SSDs function in a similar way to hard disks, memory cards and USB sticks in the sense that space on one of these storage devices is allocated in clusters. A cluster is the minimum amount of bytes that can be allocated to a file. For example, if the size of a file is not an exact multiple of the cluster size, the last cluster of the file may contain fewer data bytes than the cluster size, with the remaining bytes after the EOF (End Of File) marker often left unchanged (and therefore potentially containing some data that was originally part of an earlier, now overwritten file).

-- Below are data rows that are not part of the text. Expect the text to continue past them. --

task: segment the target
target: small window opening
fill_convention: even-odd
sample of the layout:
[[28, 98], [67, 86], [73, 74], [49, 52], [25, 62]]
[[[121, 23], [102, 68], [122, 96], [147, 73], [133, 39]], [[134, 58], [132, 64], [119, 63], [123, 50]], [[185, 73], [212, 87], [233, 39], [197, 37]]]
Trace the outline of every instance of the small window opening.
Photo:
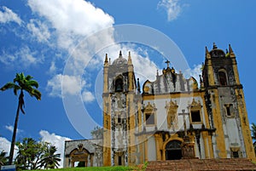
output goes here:
[[122, 157], [119, 157], [119, 165], [122, 165]]
[[226, 107], [226, 114], [228, 117], [231, 117], [234, 115], [234, 108], [232, 104], [225, 105]]
[[239, 158], [239, 151], [232, 151], [233, 158]]
[[227, 77], [226, 74], [224, 71], [218, 72], [219, 84], [220, 85], [227, 85]]
[[121, 123], [121, 117], [120, 117], [120, 116], [118, 117], [118, 123]]
[[154, 124], [154, 114], [147, 113], [146, 114], [146, 124]]
[[192, 111], [191, 119], [192, 119], [192, 123], [201, 122], [200, 111]]
[[123, 91], [123, 80], [121, 78], [118, 78], [115, 81], [115, 91], [116, 92]]

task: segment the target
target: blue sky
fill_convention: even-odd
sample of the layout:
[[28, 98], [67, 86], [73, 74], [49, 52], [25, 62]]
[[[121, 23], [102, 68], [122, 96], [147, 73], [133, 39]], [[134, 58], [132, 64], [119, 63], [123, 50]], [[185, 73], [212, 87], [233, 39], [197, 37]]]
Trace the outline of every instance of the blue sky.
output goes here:
[[[79, 95], [87, 112], [101, 124], [101, 94], [96, 94], [102, 83], [105, 53], [113, 61], [120, 49], [125, 57], [131, 51], [137, 71], [147, 73], [144, 79], [154, 79], [156, 70], [166, 67], [166, 56], [143, 45], [115, 44], [111, 31], [96, 39], [91, 36], [123, 24], [148, 26], [169, 37], [182, 51], [192, 76], [200, 72], [205, 46], [212, 49], [215, 42], [224, 50], [230, 43], [236, 54], [248, 118], [255, 122], [255, 1], [249, 0], [0, 0], [0, 86], [23, 71], [39, 83], [43, 94], [41, 101], [25, 94], [26, 115], [20, 117], [17, 140], [41, 138], [54, 142], [62, 152], [64, 140], [84, 139], [71, 121], [76, 115], [67, 113], [63, 105], [62, 97], [67, 94]], [[84, 39], [91, 44], [81, 43]], [[96, 48], [102, 42], [113, 45], [92, 54], [91, 48]], [[175, 63], [172, 56], [168, 58]], [[72, 76], [64, 74], [67, 63]], [[61, 94], [62, 78], [66, 84]], [[0, 92], [0, 150], [6, 150], [17, 97], [12, 91]], [[80, 122], [90, 133], [88, 121]]]

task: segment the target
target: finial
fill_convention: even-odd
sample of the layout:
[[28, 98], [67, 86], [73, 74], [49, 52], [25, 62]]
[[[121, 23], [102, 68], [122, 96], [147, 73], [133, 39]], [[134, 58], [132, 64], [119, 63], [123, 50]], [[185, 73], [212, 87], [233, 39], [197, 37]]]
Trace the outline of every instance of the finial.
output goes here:
[[128, 54], [128, 65], [132, 65], [131, 57], [131, 52], [130, 51], [129, 51], [129, 54]]
[[167, 60], [166, 61], [166, 63], [167, 64], [167, 68], [169, 68], [170, 61]]
[[215, 44], [215, 43], [213, 43], [213, 48], [212, 48], [212, 49], [216, 49], [216, 48], [218, 48], [218, 47], [217, 47], [217, 45]]
[[207, 46], [206, 46], [206, 58], [207, 59], [210, 59], [211, 58], [210, 53], [209, 53], [208, 48], [207, 48]]
[[122, 51], [120, 50], [120, 52], [119, 52], [119, 58], [121, 58], [122, 57]]
[[137, 92], [141, 93], [141, 86], [140, 86], [140, 79], [137, 78]]
[[106, 54], [106, 56], [105, 56], [105, 63], [108, 63], [108, 54]]
[[229, 51], [230, 54], [234, 53], [230, 44], [229, 44]]
[[206, 46], [206, 54], [209, 54], [209, 51], [208, 51], [208, 48]]

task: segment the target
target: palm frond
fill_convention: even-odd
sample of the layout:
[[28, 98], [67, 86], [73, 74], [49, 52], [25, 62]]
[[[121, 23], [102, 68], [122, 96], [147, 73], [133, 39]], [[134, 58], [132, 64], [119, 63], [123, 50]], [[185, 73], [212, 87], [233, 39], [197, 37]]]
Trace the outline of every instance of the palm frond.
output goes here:
[[26, 86], [32, 86], [32, 87], [35, 87], [35, 88], [38, 88], [38, 83], [35, 80], [26, 80]]
[[15, 83], [9, 82], [9, 83], [7, 83], [4, 86], [3, 86], [0, 88], [0, 90], [4, 91], [6, 89], [11, 89], [11, 88], [15, 88], [15, 85], [16, 85]]

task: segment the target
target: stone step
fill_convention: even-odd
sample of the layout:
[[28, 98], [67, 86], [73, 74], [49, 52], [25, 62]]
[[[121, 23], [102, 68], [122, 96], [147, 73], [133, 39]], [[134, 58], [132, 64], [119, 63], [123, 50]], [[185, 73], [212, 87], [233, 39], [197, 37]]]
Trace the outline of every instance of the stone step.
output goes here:
[[181, 159], [148, 162], [146, 171], [245, 171], [255, 170], [256, 164], [247, 158]]

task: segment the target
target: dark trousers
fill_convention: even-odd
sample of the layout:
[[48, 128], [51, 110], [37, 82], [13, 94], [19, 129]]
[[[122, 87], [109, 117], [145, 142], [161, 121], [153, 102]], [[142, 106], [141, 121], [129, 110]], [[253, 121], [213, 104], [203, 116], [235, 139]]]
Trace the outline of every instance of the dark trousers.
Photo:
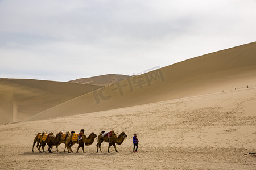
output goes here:
[[138, 146], [138, 143], [134, 143], [133, 144], [133, 151], [134, 152], [134, 150], [135, 150], [135, 146], [137, 146], [137, 147], [136, 147], [136, 150], [135, 150], [135, 151], [137, 151], [137, 150], [138, 150], [138, 147], [139, 147]]

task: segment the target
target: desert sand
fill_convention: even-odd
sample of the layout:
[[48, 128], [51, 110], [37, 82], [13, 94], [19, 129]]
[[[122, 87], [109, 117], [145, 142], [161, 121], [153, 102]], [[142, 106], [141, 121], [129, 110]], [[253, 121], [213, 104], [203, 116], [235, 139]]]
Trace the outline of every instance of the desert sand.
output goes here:
[[106, 74], [89, 78], [80, 78], [68, 81], [69, 83], [108, 86], [130, 78], [131, 76], [122, 74]]
[[256, 42], [133, 76], [44, 110], [28, 120], [120, 108], [256, 84]]
[[[253, 42], [103, 87], [33, 80], [29, 86], [27, 80], [12, 80], [19, 82], [19, 89], [14, 115], [26, 120], [0, 125], [0, 169], [255, 169], [256, 156], [249, 154], [256, 152], [255, 54]], [[14, 86], [9, 79], [1, 81], [7, 81], [6, 89]], [[0, 99], [9, 101], [1, 108], [10, 113], [14, 107], [6, 91]], [[32, 114], [34, 109], [41, 111]], [[31, 152], [38, 133], [79, 133], [82, 128], [86, 135], [113, 130], [128, 137], [117, 146], [119, 153], [113, 146], [107, 153], [106, 143], [104, 152], [96, 153], [96, 140], [85, 146], [86, 153], [81, 148], [64, 152], [63, 144], [59, 152], [55, 147], [52, 154], [35, 147]], [[134, 133], [138, 153], [133, 152]]]
[[[125, 108], [0, 126], [0, 167], [56, 169], [255, 169], [256, 88], [168, 100]], [[43, 130], [125, 131], [123, 144], [96, 153], [32, 152]], [[139, 153], [132, 152], [138, 134]], [[73, 150], [77, 145], [73, 147]]]
[[102, 87], [32, 79], [0, 79], [0, 125], [26, 120]]

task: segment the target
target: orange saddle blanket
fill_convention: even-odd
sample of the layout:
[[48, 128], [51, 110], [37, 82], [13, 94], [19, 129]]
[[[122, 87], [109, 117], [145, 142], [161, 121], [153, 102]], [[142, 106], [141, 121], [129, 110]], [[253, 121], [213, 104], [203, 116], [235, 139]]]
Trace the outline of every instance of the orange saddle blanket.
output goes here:
[[66, 138], [66, 136], [67, 136], [67, 133], [65, 134], [62, 134], [62, 136], [61, 138], [60, 138], [60, 140], [65, 140], [65, 139]]
[[38, 139], [40, 139], [40, 138], [41, 138], [41, 137], [42, 137], [42, 134], [39, 133], [38, 134]]
[[43, 136], [43, 138], [42, 138], [42, 140], [43, 141], [45, 141], [46, 139], [47, 139], [48, 134], [44, 134], [44, 135]]

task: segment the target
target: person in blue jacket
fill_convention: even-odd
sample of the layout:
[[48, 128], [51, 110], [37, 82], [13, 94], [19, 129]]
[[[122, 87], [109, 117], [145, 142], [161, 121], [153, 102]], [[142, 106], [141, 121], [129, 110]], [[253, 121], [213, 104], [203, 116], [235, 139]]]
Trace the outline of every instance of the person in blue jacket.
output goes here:
[[[133, 138], [133, 152], [134, 153], [135, 153], [135, 152], [138, 153], [137, 150], [138, 150], [138, 147], [139, 147], [138, 146], [138, 142], [139, 142], [139, 140], [138, 140], [138, 138], [137, 138], [137, 134], [136, 133], [135, 133], [134, 136]], [[135, 146], [136, 146], [136, 150], [134, 151]]]

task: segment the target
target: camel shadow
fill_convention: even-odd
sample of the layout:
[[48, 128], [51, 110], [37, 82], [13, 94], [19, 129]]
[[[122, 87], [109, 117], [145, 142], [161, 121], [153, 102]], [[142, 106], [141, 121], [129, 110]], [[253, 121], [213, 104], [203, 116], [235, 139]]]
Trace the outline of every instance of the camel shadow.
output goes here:
[[114, 155], [115, 154], [118, 154], [118, 153], [116, 153], [116, 152], [90, 153], [90, 154], [88, 154], [86, 155], [88, 156], [106, 156], [106, 155], [110, 156], [110, 155]]

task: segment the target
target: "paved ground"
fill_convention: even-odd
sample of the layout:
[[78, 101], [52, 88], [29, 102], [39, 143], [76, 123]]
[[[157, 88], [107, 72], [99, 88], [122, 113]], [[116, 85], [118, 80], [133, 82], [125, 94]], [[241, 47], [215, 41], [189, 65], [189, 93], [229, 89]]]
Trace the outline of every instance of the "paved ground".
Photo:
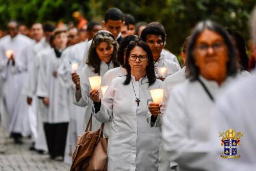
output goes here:
[[69, 170], [70, 165], [50, 160], [47, 155], [39, 155], [28, 150], [30, 141], [24, 140], [23, 145], [16, 145], [1, 128], [0, 171]]

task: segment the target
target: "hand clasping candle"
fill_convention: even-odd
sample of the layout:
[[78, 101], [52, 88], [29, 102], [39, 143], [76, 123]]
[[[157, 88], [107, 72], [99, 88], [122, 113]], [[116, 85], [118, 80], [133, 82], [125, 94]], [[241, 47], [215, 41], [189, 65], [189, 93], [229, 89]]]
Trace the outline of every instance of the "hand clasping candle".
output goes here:
[[154, 103], [160, 104], [163, 102], [163, 89], [154, 89], [150, 91], [151, 96], [153, 99]]

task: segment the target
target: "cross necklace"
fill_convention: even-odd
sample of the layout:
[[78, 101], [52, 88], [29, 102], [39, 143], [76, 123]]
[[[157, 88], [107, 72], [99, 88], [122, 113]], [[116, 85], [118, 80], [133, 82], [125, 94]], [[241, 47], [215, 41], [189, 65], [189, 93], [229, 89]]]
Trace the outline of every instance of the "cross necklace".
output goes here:
[[134, 86], [133, 86], [133, 80], [131, 79], [131, 80], [132, 80], [132, 83], [133, 84], [133, 91], [134, 91], [134, 94], [135, 95], [135, 97], [136, 98], [136, 100], [135, 100], [135, 101], [137, 102], [137, 105], [139, 106], [139, 103], [140, 102], [140, 82], [139, 81], [139, 98], [137, 98], [136, 93], [135, 93], [135, 90], [134, 90]]

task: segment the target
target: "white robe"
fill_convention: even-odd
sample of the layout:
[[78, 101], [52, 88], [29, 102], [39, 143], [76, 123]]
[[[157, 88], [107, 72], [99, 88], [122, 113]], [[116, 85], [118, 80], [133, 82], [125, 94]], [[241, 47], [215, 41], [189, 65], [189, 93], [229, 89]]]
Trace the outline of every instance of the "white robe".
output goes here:
[[54, 49], [41, 58], [36, 95], [49, 98], [48, 113], [44, 121], [49, 123], [58, 123], [69, 121], [68, 90], [63, 87], [53, 73], [57, 71], [63, 60], [63, 56], [57, 58]]
[[[184, 82], [187, 79], [186, 75], [186, 67], [183, 67], [181, 70], [170, 75], [163, 82], [163, 89], [164, 89], [163, 101], [162, 103], [162, 108], [161, 108], [161, 113], [158, 115], [155, 123], [151, 123], [152, 115], [150, 112], [148, 113], [147, 120], [151, 126], [161, 126], [162, 123], [162, 114], [164, 113], [166, 103], [168, 101], [172, 92], [174, 88], [178, 86], [180, 83]], [[170, 164], [170, 160], [168, 157], [168, 154], [163, 150], [162, 143], [160, 144], [159, 149], [159, 171], [170, 170], [170, 167], [177, 166], [175, 162], [172, 162]]]
[[[58, 69], [58, 78], [62, 86], [69, 89], [69, 99], [72, 99], [73, 92], [75, 90], [75, 84], [72, 80], [72, 72], [70, 62], [75, 60], [79, 62], [78, 70], [76, 72], [81, 73], [83, 66], [83, 58], [87, 41], [83, 41], [68, 48], [63, 53], [63, 60]], [[83, 132], [83, 116], [85, 108], [76, 105], [73, 103], [69, 104], [71, 111], [70, 121], [68, 129], [64, 162], [72, 164], [72, 155], [76, 147], [77, 136]]]
[[161, 55], [160, 57], [157, 61], [154, 62], [154, 66], [155, 67], [155, 71], [157, 75], [158, 74], [157, 68], [167, 68], [168, 69], [166, 74], [167, 76], [171, 75], [180, 69], [180, 66], [179, 65], [172, 61], [166, 59], [162, 54]]
[[[239, 78], [228, 85], [217, 99], [212, 124], [210, 125], [211, 130], [209, 142], [214, 153], [212, 170], [255, 170], [255, 70], [252, 74], [251, 77]], [[244, 133], [240, 139], [241, 145], [237, 147], [237, 152], [241, 156], [238, 159], [224, 159], [220, 157], [224, 152], [224, 146], [221, 145], [221, 137], [219, 137], [219, 133], [225, 133], [229, 129], [236, 134], [239, 132]]]
[[170, 53], [170, 52], [163, 49], [162, 50], [162, 52], [161, 52], [161, 54], [163, 55], [166, 59], [168, 59], [176, 63], [180, 67], [180, 63], [179, 62], [176, 56]]
[[[30, 38], [19, 34], [12, 38], [8, 35], [4, 38], [0, 46], [0, 72], [4, 81], [2, 97], [4, 102], [3, 105], [1, 105], [1, 111], [6, 111], [8, 113], [9, 131], [21, 133], [24, 135], [30, 134], [30, 129], [26, 124], [28, 120], [26, 97], [21, 94], [26, 74], [20, 67], [22, 65], [19, 64], [25, 60], [22, 55], [23, 50], [33, 42]], [[15, 59], [14, 66], [11, 61], [7, 66], [8, 59], [5, 52], [8, 50], [13, 51]], [[5, 114], [4, 112], [1, 112], [1, 113]]]
[[[119, 67], [117, 67], [113, 68], [113, 69], [108, 71], [102, 77], [101, 79], [101, 86], [109, 86], [115, 78], [123, 76], [127, 74], [126, 70], [125, 68], [123, 68], [122, 66]], [[103, 95], [100, 94], [100, 98], [102, 99], [103, 98]], [[108, 135], [110, 134], [110, 123], [106, 122], [104, 125], [104, 135], [106, 137], [108, 137]]]
[[[215, 99], [226, 84], [220, 87], [215, 81], [200, 78]], [[180, 170], [209, 169], [210, 159], [206, 157], [215, 103], [197, 80], [188, 80], [172, 93], [163, 115], [163, 148]]]
[[[146, 121], [147, 101], [152, 98], [150, 90], [161, 87], [157, 79], [148, 87], [146, 77], [124, 86], [125, 77], [114, 79], [101, 100], [100, 110], [94, 116], [99, 121], [110, 122], [108, 144], [109, 170], [157, 170], [158, 151], [161, 141], [159, 127], [150, 127]], [[142, 80], [142, 83], [141, 81]]]
[[[109, 65], [108, 65], [106, 63], [101, 61], [99, 76], [102, 76], [108, 71], [110, 69], [113, 69], [113, 68], [114, 65], [112, 61]], [[87, 65], [83, 67], [80, 78], [81, 89], [79, 91], [75, 91], [75, 98], [76, 99], [75, 100], [78, 103], [80, 103], [82, 104], [82, 105], [87, 106], [84, 119], [83, 120], [84, 130], [85, 130], [85, 127], [89, 121], [90, 117], [92, 112], [92, 106], [93, 101], [89, 98], [90, 91], [92, 89], [90, 85], [90, 82], [88, 78], [92, 76], [99, 76], [98, 73], [95, 73], [93, 71], [94, 71], [94, 69]], [[79, 95], [77, 96], [77, 94], [79, 94]], [[76, 98], [76, 97], [77, 97], [77, 96], [78, 96], [78, 98]], [[82, 98], [81, 98], [81, 96]], [[98, 130], [100, 127], [100, 122], [98, 121], [97, 119], [93, 117], [92, 127], [92, 131], [94, 131]]]

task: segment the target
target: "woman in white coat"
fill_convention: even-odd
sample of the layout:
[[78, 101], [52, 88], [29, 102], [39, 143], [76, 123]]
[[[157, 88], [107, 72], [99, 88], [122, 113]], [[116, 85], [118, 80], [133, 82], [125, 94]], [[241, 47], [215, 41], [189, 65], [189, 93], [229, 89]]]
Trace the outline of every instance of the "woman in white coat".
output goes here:
[[102, 100], [92, 90], [94, 116], [110, 122], [108, 147], [109, 170], [157, 170], [160, 142], [159, 127], [150, 127], [146, 121], [150, 90], [161, 87], [156, 78], [152, 53], [142, 40], [127, 47], [127, 75], [114, 79]]
[[[93, 102], [89, 98], [91, 87], [89, 77], [103, 76], [108, 71], [119, 66], [117, 59], [118, 45], [115, 37], [106, 30], [98, 31], [94, 36], [89, 49], [87, 65], [82, 69], [80, 81], [76, 82], [75, 101], [76, 104], [86, 107], [84, 125], [89, 121], [92, 114]], [[79, 75], [72, 74], [72, 79], [77, 79]], [[96, 131], [100, 123], [93, 117], [92, 130]]]
[[187, 56], [189, 80], [173, 91], [163, 119], [163, 148], [181, 170], [209, 169], [214, 100], [238, 72], [236, 56], [221, 26], [209, 20], [196, 26]]

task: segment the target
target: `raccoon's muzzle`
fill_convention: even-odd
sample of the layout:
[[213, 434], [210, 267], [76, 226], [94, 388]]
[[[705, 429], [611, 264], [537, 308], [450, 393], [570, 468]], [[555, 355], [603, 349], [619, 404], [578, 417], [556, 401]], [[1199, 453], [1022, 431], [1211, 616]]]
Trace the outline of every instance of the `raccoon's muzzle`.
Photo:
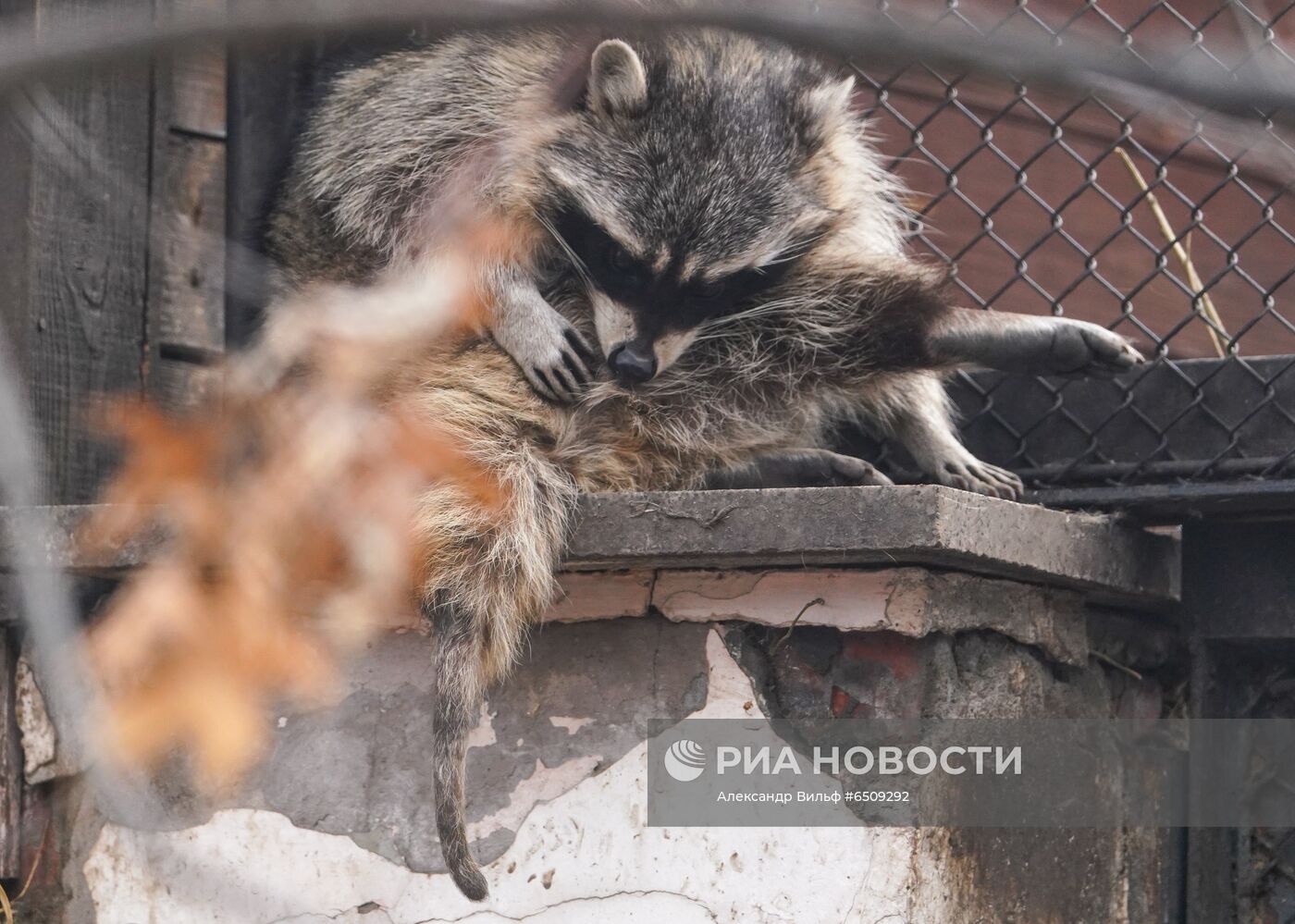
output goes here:
[[613, 348], [607, 366], [622, 386], [642, 384], [657, 375], [657, 353], [650, 343], [631, 340]]

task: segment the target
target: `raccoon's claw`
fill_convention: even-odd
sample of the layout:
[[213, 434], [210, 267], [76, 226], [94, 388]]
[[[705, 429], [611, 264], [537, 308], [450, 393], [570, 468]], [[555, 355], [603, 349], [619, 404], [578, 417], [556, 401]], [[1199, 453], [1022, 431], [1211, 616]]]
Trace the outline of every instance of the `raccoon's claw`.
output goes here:
[[1137, 349], [1119, 334], [1096, 324], [1072, 321], [1059, 324], [1053, 331], [1045, 375], [1114, 378], [1146, 362]]
[[828, 478], [824, 480], [825, 485], [869, 487], [895, 484], [877, 466], [861, 458], [842, 456], [840, 453], [825, 453], [825, 456], [829, 470]]
[[951, 488], [1001, 497], [1006, 501], [1015, 501], [1026, 489], [1024, 483], [1014, 472], [976, 458], [945, 462], [935, 476], [940, 484]]
[[524, 366], [522, 371], [539, 395], [549, 401], [570, 404], [580, 397], [593, 380], [591, 368], [596, 365], [594, 352], [574, 327], [563, 331], [562, 343], [554, 355], [541, 364]]

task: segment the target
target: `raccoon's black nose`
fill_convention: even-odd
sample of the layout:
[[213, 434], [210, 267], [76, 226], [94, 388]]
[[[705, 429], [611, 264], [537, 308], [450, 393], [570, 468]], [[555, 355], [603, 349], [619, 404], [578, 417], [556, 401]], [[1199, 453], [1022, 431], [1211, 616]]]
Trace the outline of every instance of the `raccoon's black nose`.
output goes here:
[[638, 384], [657, 374], [657, 357], [653, 356], [651, 347], [644, 348], [637, 343], [622, 343], [613, 349], [607, 365], [620, 384]]

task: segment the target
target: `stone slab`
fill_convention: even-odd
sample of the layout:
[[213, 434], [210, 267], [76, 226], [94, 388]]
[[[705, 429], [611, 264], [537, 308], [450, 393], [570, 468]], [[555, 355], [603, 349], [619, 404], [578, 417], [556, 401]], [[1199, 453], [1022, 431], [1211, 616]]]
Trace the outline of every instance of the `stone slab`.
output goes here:
[[[89, 510], [51, 509], [52, 559], [85, 571], [148, 559], [155, 538], [106, 555], [61, 551]], [[0, 509], [0, 525], [21, 515]], [[0, 529], [0, 567], [13, 562], [6, 537]], [[1134, 607], [1169, 606], [1181, 586], [1175, 534], [939, 485], [591, 494], [580, 502], [563, 569], [847, 564], [934, 566]]]

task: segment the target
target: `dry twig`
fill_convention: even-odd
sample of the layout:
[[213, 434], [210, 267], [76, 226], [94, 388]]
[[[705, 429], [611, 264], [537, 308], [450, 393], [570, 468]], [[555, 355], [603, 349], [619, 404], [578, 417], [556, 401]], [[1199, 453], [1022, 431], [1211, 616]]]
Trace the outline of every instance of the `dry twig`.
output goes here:
[[1189, 246], [1185, 247], [1184, 242], [1180, 241], [1178, 236], [1175, 233], [1173, 225], [1169, 224], [1169, 216], [1164, 214], [1163, 208], [1160, 208], [1159, 199], [1155, 198], [1155, 193], [1151, 192], [1146, 179], [1143, 179], [1142, 171], [1140, 171], [1137, 164], [1133, 163], [1133, 158], [1131, 158], [1128, 151], [1120, 146], [1115, 148], [1115, 153], [1119, 155], [1120, 160], [1124, 162], [1124, 166], [1128, 167], [1128, 171], [1133, 176], [1133, 181], [1137, 182], [1138, 189], [1142, 190], [1146, 198], [1146, 204], [1155, 216], [1155, 221], [1160, 226], [1160, 233], [1164, 236], [1164, 242], [1169, 245], [1173, 250], [1173, 255], [1178, 258], [1178, 263], [1182, 264], [1182, 272], [1186, 273], [1188, 285], [1191, 286], [1191, 291], [1195, 292], [1195, 300], [1199, 303], [1198, 313], [1202, 314], [1206, 321], [1206, 329], [1210, 331], [1210, 340], [1215, 346], [1215, 352], [1217, 352], [1220, 357], [1225, 357], [1228, 355], [1228, 347], [1224, 344], [1222, 339], [1220, 339], [1220, 334], [1222, 336], [1229, 336], [1228, 329], [1222, 326], [1222, 318], [1220, 318], [1219, 312], [1215, 311], [1213, 299], [1211, 299], [1210, 292], [1206, 291], [1206, 286], [1200, 281], [1200, 274], [1197, 272], [1197, 264], [1191, 260], [1191, 234], [1188, 234], [1186, 242]]

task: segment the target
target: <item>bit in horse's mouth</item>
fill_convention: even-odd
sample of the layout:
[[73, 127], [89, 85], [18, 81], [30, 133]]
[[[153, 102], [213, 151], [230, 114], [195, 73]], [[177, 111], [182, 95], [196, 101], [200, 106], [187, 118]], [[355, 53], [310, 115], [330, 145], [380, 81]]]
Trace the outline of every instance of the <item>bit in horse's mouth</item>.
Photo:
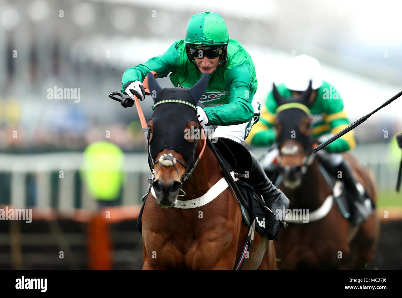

SSDs are increasingly popular in personal computers. Many laptops, for example, are delivered from factory with an SSD instead of a traditional (electromechanical) hard disk. Compared to traditional hard disks, SSDs offer the following advantages:

  • No moving parts, totally silent, essentially unaffected by impacts and vibrations.
  • Much faster access to stored information. For instance, a hard reboot of a PC takes seconds instead of minutes.
  • No rotational delay, and essentially no latency time. It does not matter where on the disk data is stored, and whether a file is fragmented. Defragmenting an SSD and moving often-used files to a particular region of the storage is not necessary, does not improve file access, and does in fact slightly shorten the life of the SSD.

The main drawbacks are:

  • SSD capacity is smaller than traditional hard disks of the same price range.
  • A given memory location can be overwritten a limited number of times (much fewer than on a traditional hard disk) before becoming unreliable. To alleviate this problem, when a cluster is overwritten, as a rule it is stored at a different, previously unused address range than the original file. In time, this uses all memory locations and increases the lifetime expectancy of the drive. Eventually, failed memory regions are marked as bad and never used again, which means that the capacity of the drive slowly decreases with time.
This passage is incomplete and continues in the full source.